Le ferie estive sbaraccano gli ospedali. Si è prodighi nelle dimissioni, tirchi nei ricoveri, si chiudono reparti, si concentrano i pazienti residui. Ma se dal Pronto soccorso mandano su un vecchio (74 anni) moribondo? Siamo appena fuori da Ferragosto e non c'è un buco dove metterlo. Finirà - aggiunto a fatica - in una stanza per quattro dove già patiscono, stipati, sei esseri umani.

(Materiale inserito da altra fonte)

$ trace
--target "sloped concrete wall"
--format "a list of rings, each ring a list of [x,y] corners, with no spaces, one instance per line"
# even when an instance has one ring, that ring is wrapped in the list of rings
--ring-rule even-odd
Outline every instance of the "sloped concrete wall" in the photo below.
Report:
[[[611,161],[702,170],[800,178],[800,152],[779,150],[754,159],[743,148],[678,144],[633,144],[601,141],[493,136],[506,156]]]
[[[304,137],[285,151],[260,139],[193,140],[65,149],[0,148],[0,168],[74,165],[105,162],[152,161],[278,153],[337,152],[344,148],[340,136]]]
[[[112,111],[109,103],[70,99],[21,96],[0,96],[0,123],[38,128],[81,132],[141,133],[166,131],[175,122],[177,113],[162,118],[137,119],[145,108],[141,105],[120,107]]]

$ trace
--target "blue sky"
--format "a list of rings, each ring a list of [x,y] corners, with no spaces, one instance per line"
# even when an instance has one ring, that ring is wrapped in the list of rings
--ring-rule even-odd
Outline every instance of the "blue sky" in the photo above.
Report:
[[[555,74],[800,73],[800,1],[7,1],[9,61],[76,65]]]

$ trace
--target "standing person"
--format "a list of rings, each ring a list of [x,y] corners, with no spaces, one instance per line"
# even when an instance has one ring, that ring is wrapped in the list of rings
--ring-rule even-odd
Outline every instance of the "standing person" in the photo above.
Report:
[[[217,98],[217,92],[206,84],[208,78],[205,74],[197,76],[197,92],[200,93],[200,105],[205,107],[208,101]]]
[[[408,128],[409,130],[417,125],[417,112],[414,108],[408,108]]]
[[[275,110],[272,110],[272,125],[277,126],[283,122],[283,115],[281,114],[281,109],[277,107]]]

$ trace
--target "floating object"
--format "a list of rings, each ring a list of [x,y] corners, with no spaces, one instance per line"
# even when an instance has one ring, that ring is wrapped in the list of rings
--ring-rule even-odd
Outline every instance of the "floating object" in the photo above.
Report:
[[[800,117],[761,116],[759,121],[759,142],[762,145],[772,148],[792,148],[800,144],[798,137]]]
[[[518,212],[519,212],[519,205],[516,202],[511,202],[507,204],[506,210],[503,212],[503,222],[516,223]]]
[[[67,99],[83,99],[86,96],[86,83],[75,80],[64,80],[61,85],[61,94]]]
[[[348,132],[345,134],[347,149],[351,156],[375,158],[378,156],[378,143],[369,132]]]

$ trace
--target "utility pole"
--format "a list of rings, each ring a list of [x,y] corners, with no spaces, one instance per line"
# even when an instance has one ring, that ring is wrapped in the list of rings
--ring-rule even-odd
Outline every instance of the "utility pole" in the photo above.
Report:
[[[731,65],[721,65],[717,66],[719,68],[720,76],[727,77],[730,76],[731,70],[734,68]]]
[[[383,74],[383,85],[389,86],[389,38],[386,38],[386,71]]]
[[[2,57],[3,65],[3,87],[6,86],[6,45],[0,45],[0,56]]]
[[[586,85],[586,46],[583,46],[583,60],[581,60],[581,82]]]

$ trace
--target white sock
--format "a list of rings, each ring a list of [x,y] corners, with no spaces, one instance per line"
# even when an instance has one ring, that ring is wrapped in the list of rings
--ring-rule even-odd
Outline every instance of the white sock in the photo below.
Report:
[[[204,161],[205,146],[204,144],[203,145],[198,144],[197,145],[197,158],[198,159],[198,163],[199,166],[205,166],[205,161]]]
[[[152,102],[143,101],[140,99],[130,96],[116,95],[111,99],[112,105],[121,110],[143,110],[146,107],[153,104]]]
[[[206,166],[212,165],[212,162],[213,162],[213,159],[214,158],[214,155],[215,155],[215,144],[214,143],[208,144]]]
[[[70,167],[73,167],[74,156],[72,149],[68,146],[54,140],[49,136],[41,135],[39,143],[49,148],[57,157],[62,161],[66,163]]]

Offrendo loro lo spettacolo della sua non breve agonia e della sua morte: non c'è spazio per un paravento che possa ripararlo, il suo lettino (di fortuna?) è stretto fra altri due. E meno male che perde subito coscienza: il caldo diventa insopportabile, non funzionando - coerentemente - nemmeno i climatizzatori.
Capisco che è una storia banale: quasi ognuno ne ha dentro una simile e se la tiene. (Ma può succedere in un paese che si pretende civile e spreca tanto?).